Les trois objectifs à 2020 devraient être atteints: baisse des gaz à effet de serre (-20%), énergies renouvelables (20%) et efficacité énergétique (+20%) avec 1990 comme année de référence. La réduction des gaz à effet de serre a déjà été atteinte même si quatre pays sont hors les clous (Autriche, Belgique, Luxembourg et Irlande) et l’Agence européenne de l’environnement prévoit que la baisse atteigne même 24% en 2020.
« L’objectif de réduction des émissions était modeste vu qu’on va le dépasser alors même que des pays n’atteignent pas leurs propres objectifs », souligne Célia Gautier du réseau d’ONG Climate action network.
Selon Eurostat, la part des énergies renouvelables était de 16,7% en 2014. Onze pays ont déjà atteint leur cible (dont la Bulgarie, République Tchèque, pays nordiques et Roumanie) et 20 sont en position de le faire. En revanche, Pays-Bas, France, Irlande, Grande-Bretagne, Danemark, Espagne et Portugal et Luxembourg sont en retard sur leurs objectifs. La Suède est la championne des énergies renouvelables (53,9%), suivie par la Finlande (40%).

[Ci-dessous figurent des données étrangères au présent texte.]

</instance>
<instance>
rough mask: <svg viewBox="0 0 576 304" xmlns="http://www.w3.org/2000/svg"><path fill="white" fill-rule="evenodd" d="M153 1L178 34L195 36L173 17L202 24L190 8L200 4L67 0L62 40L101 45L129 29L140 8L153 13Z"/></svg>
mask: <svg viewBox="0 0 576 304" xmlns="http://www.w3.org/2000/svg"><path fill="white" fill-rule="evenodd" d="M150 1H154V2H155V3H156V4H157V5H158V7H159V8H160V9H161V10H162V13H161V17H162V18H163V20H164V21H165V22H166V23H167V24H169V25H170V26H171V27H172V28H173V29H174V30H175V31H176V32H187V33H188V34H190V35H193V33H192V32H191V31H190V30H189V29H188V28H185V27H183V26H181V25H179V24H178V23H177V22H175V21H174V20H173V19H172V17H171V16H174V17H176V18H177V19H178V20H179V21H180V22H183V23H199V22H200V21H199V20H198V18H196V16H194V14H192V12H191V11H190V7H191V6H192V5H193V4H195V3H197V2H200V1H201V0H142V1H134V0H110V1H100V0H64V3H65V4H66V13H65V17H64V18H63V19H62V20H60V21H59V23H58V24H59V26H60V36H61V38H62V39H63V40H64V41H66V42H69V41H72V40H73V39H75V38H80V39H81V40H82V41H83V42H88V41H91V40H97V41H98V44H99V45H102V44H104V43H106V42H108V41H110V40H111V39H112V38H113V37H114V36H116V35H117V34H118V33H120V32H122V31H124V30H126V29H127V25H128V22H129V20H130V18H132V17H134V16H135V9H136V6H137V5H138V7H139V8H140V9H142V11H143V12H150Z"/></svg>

Pour la COP21, les 28 se sont donné une feuille de route jusqu’en 2030: parvenir à au moins 27% d’énergies renouvelables, à 30% de gains d’efficacité énergétique (moins d’énergie pour assurer le même service) et au moins 40% de baisse des émissions par rapport à 1990. « Ces objectifs fixent un cap vraiment minimal », estime David Levaï. Cela correspondrait à une baisse moyenne des émissions d’environ 0,9% par an entre 2014 et 2030, ce qui est moins ambitieux que ces dernières années.
Selon le Climate action tracker, l’Europe devrait baisser ses émissions d’environ 2% par an pour arriver à réduire de 45 à 50% ses émissions en 2030, une cible plus cohérente avec l’accord de Paris.

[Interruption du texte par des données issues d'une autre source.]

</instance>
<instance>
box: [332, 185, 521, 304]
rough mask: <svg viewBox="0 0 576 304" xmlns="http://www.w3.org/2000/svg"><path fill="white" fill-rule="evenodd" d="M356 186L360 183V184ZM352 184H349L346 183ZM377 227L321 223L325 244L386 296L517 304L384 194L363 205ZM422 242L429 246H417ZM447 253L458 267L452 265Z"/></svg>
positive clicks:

La répartition des efforts entre les 28 est en discussion. La Commission a proposé une réduction des émissions entre 35 et 40% pour l’Allemagne, la France, le Royaume-Uni, la Belgique, le Danemark, le Luxembourg, les Pays-Bas, l’Autriche, la Finlande et la Suède. A l’inverse, l’effort imposé aux économies les moins riches est, comme pour 2020, moindre: la Bulgarie vise un niveau égal à celui de 2005. Croatie, Lettonie, Lituanie, Hongrie, Pologne (5e émetteur européen) et Roumanie entre de 2% à 9%.

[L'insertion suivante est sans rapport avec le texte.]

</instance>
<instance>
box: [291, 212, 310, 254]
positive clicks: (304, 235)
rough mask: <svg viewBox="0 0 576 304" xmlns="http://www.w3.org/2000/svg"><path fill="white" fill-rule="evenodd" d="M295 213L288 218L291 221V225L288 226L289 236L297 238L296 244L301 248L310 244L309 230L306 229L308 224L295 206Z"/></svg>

« La manière la plus rapide et la plus facile de réduire les émissions est d’agir au niveau de la production énergétique avec le remplacement des fossiles (charbon, gaz, pétrole) par les renouvelables, combiné à une efficacité énergétique accrue », explique Bill Hare.
« C’est le secteur le plus facile à décarboner car on a les technologies et les coûts baissent », estime également Olivier Sartor de l’Iddri.
« Ce n’est plus seulement le solaire mais aussi l’énergie éolienne off shore », fait valoir Laurence Tubiana, la directrice générale de l’European climate foundation, pour qui « les gouvernements européens n’ont pas encore complètement saisi l’ampleur de cette transformation ».
L’institut Climate analytics estime que pour respecter l’accord de Paris, les 300 centrales à charbon implantées en Europe devront être fermées d’ici à 2030, la moitié de leurs émissions étant situées en Pologne et en Allemagne.
Des progrès significatifs seraient, selon Olivier Sartor, aussi très accessibles dans les transports, 2e secteur le plus émetteur, avec des normes pour les poids lourds et des investissements dans les infrastructures pour permettre le déploiement à grande échelle des véhicules électriques.
Les Pays-Bas ont été les plus volontaristes dans ce secteur: ils prévoient d’interdire la vente de carburants issus du pétrole à l’horizon 2025. Hors UE, la Norvège et la Californie ont adopté des normes très contraignantes.
Enfin, seul un fonctionnement efficace du marché du carbone permettra des progrès dans les industries très « sales » comme l’acier et le ciment.